For the first time, Pride St. Louis decided to put the Trans community front and center in the parade in honor of Stonewall 50. Going a major step further, they attempted to ignite a discussion about Trans issues by asking police marchers to wear civilian clothing for this year’s celebration. Another idea was for unarmed officers to march in MTUG shirts. While many like myself enjoy seeing uniformed police in the parade as a symbol of how far we’ve come, other communities have very different realities. There are many marginalized people who don’t call the police when they need help. This was an opportunity to discuss that.
It didn’t go well.
Most in opposition genuinely felt this proposal was discriminatory and disrespectful to LGBTQ officers. They kept to those general talking points, and a few even offered a kind word to Trans friends and their supporters. Many others, however, poured gasoline on the controversy with hyperbolic, defamatory and discriminatory statements about both the Pride St. Louis Board as a whole, individual members–many who were sent hateful messages, and the Trans community.
I’ve been saying for over a week that proposals are often scrapped (remember the $5 entry fee?) as details are finalized, and today the Board has reversed the request after winning a concession from STLPD to attend diversity training.
Below is MTUG’s official statement:
This year, 50 years after the Stonewall riot, we were cautiously optimistic that we would finally be seen by our own community. Earlier this year, the board of Pride St Louis decided to center gender expansive and trans lived experiences by holding us up as grand marshals in honor of 50 years into our movement. When we agreed to take our place as grand marshals, we agreed to make our bodies vulnerable; we put our most marginalized community members at risk once again, especially our siblings of color. While hesitant, we agreed despite knowing that uniformed, armed police officers who have historically and presently criminalized our bodies would be in the parade. We have strained at best, and violent at worst, relationships with police officers. There has been no indication or effort made to gain an understanding or awareness by the police of who we are and what our community needs from our police officers. We knew that our constituency would be resistant to marching with armed officers however we wanted to work with the Pride Board and Parade team. Once the decision was made to exclude armed, uniformed police officers we finally felt seen, heard, understood and centered. Watching the backlash from white, cisgender gay and lesbian and straight community members, we realize that there is so much more work to be done. More than 50 years into this fight, we are not safe even within our own movement. So what are we going to do now? We don’t know. For right now, our leadership core is at a loss for words. We are disappointed. We are frightened. And, now quite frankly, we are much more aware of the massive targets on our backs put there by the Federal government, our state legislature, and our own community leaders.

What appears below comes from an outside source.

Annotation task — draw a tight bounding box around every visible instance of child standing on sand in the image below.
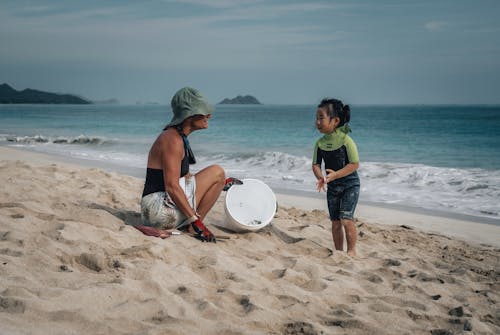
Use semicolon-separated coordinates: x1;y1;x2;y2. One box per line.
312;99;360;256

An irony in all this is many of MTUG’s natural allies sat on their hands due to their general opposition to Pride St. Louis, ceding the field entirely to those opposed to the proposal. That of course was not helpful, but will be self-serving for the masturbatory cynics who can now say “I told you so.”

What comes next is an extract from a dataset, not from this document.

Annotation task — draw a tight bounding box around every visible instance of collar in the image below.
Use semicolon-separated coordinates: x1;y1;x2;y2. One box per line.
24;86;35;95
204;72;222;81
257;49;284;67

Pride is a community organization that answers to the community. They held firm longer than I could have expected, and hopefully the concession they won has some impact on the lives of people in our community. I commend their efforts.
I believe in the long run some good will come from this, mainly a better understanding of Trans issues. But for now, calls for unity will ring hollow after refusing to even listen to one another. We all limp towards Stonewall 50 battered and bruised.
And for those who have been drunk on rage, you’re going to have a hangover from Hell.